I don't think they would hate you but as an adult living at home I suspect the 18 yo will be very resentful of you.

TheTurn0fTheScrew · 07/09/2021 13:32

i think a curfew is fine. I'm in my forties and struggle to self-regulate. so much of the internet is deliberately addictive. to comprise maybe change it to 11.30pm with the idea that everyone's encouraged (but not compelled) to be tucked up device-free by midnight?

PurrBox · 07/09/2021 13:33

We have always spent a month in the summer without Wifi, in a cottage in the wilderness. Our kids are now 25, 23, and 20. All 3 of them would say that having that detox as they were growing up helped to remind them of how to have a healthy balance. My husband and I agree for our own usage.

Internet is addictive and it helps to go cold turkey sometimes. Maybe having the Wifi off at nighttime is a good way to do that for your family.

bakingdemon · 07/09/2021 13:36

Good for you. Can you give them an incentive to extend it say to 11pm? Eg "if you up your grades by xxx then we can discuss extending it"?

randomchap · 07/09/2021 13:39

Was there any discussion of your concerns about them not getting enough sleep due to screen time before you turned off the wifi. Could you give them a chance to behave as adults and self regulate?

RandomLondoner · 07/09/2021 13:55

I think 11pm to 7am would be better. People need to sleep, fencing off 8 hours shouldn't be costing them any hours of internet usage, overall. If they stayed on-line after 11, they'd not be properly awake when they need to be.

PennyRoyal · 07/09/2021 14:18

@CrasterKipper

Don't they have 4g? And a mobile hotspot? I'm always seeing WiFi being turned off discussed on MN but it wouldn't make any difference in this house in terms of general access to surfing the net etc.

Most plans have a large amount of 4G data available. It wouldn't make any difference in this house if wifi turned off either.

I'd say 18yr old should be allowed to regulate themselves.
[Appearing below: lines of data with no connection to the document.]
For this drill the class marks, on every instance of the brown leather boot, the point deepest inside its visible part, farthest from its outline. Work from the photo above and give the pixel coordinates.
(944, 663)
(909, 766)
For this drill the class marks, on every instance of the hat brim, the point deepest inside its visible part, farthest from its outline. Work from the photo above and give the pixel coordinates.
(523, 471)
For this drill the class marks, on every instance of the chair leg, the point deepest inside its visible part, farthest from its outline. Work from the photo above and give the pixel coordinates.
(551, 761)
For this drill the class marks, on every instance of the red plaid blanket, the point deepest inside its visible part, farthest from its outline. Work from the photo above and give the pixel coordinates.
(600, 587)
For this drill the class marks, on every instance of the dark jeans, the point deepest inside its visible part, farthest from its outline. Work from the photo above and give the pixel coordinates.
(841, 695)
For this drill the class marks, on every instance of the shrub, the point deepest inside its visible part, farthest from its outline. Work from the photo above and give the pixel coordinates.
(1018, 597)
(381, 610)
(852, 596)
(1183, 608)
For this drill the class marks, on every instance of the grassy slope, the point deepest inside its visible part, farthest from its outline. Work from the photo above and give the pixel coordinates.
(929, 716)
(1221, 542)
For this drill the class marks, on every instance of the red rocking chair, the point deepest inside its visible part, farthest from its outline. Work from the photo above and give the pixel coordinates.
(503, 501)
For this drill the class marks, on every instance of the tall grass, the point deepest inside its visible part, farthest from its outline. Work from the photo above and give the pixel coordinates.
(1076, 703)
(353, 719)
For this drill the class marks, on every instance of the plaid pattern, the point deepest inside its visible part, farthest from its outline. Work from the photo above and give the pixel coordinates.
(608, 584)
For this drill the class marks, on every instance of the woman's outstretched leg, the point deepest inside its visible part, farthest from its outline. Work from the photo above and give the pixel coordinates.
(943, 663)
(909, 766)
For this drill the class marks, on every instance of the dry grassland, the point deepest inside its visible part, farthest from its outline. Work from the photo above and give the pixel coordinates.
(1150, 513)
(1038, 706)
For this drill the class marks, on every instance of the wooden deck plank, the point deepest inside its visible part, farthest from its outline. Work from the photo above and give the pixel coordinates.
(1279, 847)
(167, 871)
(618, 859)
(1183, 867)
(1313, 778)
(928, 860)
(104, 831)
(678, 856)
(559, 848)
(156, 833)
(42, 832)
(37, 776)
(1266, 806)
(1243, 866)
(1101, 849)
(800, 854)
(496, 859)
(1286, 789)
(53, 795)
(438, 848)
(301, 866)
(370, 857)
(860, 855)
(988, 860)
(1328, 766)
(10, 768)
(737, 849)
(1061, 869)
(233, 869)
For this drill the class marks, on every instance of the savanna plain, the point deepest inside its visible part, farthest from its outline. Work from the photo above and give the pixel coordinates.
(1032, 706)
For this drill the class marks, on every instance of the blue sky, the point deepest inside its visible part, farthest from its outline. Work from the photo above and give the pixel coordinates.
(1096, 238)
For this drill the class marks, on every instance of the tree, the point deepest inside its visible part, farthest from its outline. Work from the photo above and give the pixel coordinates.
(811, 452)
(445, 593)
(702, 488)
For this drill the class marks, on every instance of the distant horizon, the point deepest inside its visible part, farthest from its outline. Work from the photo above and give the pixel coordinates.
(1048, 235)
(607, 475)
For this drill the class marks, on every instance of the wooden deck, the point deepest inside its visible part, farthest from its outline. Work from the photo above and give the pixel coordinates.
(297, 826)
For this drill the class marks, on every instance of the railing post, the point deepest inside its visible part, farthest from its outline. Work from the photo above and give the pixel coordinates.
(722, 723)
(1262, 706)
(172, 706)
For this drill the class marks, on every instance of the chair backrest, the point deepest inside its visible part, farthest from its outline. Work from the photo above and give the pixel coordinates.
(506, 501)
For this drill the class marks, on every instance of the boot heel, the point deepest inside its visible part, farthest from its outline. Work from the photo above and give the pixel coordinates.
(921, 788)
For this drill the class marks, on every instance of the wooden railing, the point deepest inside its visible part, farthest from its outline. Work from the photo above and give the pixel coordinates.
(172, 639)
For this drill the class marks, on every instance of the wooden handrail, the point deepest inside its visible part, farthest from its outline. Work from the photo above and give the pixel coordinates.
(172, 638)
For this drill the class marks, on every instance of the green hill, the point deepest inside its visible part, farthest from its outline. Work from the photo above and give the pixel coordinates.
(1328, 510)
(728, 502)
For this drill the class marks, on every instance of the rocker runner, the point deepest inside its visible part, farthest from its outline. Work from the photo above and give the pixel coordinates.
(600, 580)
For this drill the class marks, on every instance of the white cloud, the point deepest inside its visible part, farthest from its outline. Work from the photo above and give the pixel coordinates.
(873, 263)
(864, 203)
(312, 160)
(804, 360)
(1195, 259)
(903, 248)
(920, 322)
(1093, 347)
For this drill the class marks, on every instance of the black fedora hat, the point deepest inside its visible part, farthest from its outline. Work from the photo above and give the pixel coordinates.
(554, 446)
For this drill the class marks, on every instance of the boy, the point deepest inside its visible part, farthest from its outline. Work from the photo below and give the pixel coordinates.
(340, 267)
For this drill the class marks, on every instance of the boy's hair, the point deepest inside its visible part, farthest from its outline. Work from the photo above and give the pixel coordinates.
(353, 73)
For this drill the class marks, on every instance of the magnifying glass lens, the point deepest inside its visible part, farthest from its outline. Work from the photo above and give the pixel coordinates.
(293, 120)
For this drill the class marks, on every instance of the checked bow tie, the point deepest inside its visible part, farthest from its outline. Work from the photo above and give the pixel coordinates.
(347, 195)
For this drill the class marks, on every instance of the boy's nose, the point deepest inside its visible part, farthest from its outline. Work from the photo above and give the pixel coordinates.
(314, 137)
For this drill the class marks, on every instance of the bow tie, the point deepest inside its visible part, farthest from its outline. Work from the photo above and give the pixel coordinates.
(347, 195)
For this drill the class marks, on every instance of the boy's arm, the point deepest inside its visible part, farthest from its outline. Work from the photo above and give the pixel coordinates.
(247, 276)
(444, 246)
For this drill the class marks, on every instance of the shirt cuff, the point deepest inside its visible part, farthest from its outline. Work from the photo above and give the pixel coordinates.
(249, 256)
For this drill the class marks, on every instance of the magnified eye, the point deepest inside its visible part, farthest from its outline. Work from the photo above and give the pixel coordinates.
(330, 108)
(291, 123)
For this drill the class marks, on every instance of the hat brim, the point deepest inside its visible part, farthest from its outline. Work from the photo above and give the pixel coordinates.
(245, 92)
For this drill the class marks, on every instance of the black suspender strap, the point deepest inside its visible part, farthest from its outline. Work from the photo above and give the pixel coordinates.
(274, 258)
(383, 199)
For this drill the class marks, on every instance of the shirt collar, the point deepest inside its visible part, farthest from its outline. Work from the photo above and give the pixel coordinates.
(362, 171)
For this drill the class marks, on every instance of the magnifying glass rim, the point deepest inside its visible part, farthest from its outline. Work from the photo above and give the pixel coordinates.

My 14yr old has to leave his gadgets downstairs (charging) on school nights.

LizzieSiddal · 07/09/2021 14:24

I did exactly this with my two dds. Wifi off at 10pm and all phones kept in the kitchen overnight. But then none of us have ever had TVs in bedrooms either, so why would I have encouraged phones in bedrooms. Of course as soon as they went to Uni, they could do what they liked with their phones and wifi was not switched off, Dds are in their late twenties now, neither of them are glued to their phones like many other people I know.

internetwarrior · 07/09/2021 15:21

Wow never imagined so many responses.

  1. Yes they do have 4g but 10gb so runs out even before this.
  2. I liked whoever thought of an extension linked to grades.
  3. Yes we may rethink the 18yr a bit but he definitely needs some boundaries even if he is an adult.
  4. We are all doing this as I think it is healthier for us all not just our children.
OP posts:
Balonzette · 07/09/2021 15:23

Really unreasonable and controlling. The kind of thing my mum would do and we have a horrible relationship now because of it.